Post by Sheldrake » 15 Aug 2019 14:24

Delta Tank wrote:
15 Aug 2019 00:31
To all,

One more question from a buddy of mine.

“Thanks, Mike. This is helpful...similar to what we discussed last night. But I wonder if there’s ever been a consideration of consolidation of these various regimental affiliations into a ‘Royal Army’....while still protecting all the privileges and traditions of those regiments.”

Mike
As our Army has shrunk that is an issue that has exercised the brains of the infantry in particular.

So most of the old line infantry Regiments have been merged into a handful of big ones. Some of these are organised geographically. e.g. The Royal Regiment of Scotland, Royal Irish, Royal Welsh, Duke of Lancaster's Regiment, Mercians, Yorkshire Regiment, the Royal Anglian Regiment and of course (Squidgee's Own) The Princess of Wales' Royal Regiment ,which is South and south east England. Others are defined by what they did in the Napoleonic wars: The Royal Regiment of Fusiliers: The Rifles (which absorbed the Light Infantry as well as the south west of England) and the Brigade of Guards.

Some of the merged Regiments are big on retaining the customs and traditions within individual battalions or even Companies. So each of the Battalions of the Royal Regiment of Scotland is associated with a specific historic Regiment e.g.1 Scots is the Royal Scots and the KOSB. 2 Royal Anglian (The Poachers) carries opn the traditions of the Lincolnshire, Leicestershire, Northamptonshire and Bedfordshire Regiments, with each company adopting a former regiment and hosting e.g. veterans.

Others mix everyone up and pick and choose the traditions collectively with little effort at regional affiliation. e.g. the Rifles claim to be the descendants of Sharps Rifles, but wear the Croix de Guerre flash from the Devons. None of this makes a difference for posting officers or senior NCOs

As an institution the British Army has not been averse to creating new regiments and Corps - Royal Tank Corps then Regiment, The Parachute Regiment, The Special Air Service, and the mighty Army Catering Corps survived the end of the wars in which they were created.

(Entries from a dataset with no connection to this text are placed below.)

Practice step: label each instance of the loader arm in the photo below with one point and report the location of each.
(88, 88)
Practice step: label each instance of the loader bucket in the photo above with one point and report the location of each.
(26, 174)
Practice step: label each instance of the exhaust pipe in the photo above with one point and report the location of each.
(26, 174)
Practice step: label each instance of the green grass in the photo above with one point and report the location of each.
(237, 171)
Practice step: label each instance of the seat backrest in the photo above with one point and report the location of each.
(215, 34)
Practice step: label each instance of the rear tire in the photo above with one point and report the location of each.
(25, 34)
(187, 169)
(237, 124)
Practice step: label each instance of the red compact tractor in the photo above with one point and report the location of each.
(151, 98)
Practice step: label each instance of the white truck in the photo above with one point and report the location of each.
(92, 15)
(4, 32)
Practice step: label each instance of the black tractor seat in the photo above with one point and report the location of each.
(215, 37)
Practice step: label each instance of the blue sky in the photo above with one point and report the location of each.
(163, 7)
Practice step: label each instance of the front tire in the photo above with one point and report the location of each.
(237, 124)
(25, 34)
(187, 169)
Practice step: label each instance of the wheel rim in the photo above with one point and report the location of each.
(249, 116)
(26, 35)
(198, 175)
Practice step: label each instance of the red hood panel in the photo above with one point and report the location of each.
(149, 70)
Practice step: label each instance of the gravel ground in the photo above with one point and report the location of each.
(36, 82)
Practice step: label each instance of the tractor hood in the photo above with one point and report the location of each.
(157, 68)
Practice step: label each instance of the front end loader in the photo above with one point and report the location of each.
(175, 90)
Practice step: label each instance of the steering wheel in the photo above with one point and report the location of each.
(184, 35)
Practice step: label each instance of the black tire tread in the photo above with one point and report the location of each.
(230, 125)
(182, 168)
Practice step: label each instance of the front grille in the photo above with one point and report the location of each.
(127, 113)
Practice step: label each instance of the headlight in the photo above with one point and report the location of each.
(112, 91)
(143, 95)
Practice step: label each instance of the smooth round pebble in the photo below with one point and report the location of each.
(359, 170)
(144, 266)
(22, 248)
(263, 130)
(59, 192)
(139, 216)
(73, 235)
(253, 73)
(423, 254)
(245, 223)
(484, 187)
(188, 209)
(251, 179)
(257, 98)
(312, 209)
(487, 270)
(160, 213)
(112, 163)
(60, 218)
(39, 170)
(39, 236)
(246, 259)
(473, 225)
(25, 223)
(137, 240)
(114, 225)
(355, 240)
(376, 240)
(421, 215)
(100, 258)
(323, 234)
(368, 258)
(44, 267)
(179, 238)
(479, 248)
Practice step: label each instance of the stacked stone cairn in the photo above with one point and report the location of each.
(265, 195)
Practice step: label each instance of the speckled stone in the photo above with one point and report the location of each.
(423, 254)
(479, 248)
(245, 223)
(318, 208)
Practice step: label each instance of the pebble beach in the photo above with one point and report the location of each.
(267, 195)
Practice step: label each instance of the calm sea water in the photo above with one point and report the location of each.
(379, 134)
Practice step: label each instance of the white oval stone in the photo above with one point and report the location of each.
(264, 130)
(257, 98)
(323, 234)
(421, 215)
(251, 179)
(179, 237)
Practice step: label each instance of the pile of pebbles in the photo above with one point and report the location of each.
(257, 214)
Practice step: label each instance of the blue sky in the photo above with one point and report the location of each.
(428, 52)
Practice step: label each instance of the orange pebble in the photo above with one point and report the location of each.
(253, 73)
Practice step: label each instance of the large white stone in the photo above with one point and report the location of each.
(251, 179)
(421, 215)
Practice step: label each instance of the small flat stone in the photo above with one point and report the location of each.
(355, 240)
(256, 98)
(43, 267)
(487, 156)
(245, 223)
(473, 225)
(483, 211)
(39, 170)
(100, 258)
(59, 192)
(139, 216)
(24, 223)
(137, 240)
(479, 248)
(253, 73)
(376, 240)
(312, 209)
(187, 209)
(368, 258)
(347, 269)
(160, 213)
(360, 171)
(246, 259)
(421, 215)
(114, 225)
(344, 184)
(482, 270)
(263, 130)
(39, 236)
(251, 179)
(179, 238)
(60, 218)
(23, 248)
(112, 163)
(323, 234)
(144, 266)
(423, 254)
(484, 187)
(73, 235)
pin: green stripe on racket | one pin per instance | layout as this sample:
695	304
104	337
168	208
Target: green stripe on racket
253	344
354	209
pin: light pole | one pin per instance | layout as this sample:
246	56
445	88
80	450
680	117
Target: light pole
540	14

We also happy to disbanded them too. The Machine Gun Corps, Long Range Desert Group, Popski's private Army, The Reconnaissance Corps and the Army Commandos did not survive the wars which spawned them. The Intelligence Corps was created in WW1 and the disbanded ten years later. The Royal Flying Corps absconded to form its own Royal Air Force , but the expereince of WW2 led to the creation of the Army Air Corps.

To disguise a lack of real defence strategy we are happy to reshuffle the cards. So various logistic functions have been provided by the Royal Army Service Corps and Royal Army Ordnance Corps, Army Catering Corps, Royal Pioneer Corps have now become the Really Large Corps - the Royal Logistic Corps whjciuh has also absorbed the postal services of the Royal Engineers (Postal and Courier Branch). The Royal Engineers spawned the Royal Signals. Our Adjutant Generals Corps sprung from the staff clerks of the Royal Army Ordnance Corps, the Royal Pay Corps, Royal Military Police, Royal Army Educational Corps, Royal Military Provost Staff Corps and both the ASGC and RLC taking a large element of the Womens Royal Army Corps disbanded in 1990 before the Army was overwhelmed by equal opportunities legislation - or the army forced to look into the institutionalised sexual abuse of recruits in all female units.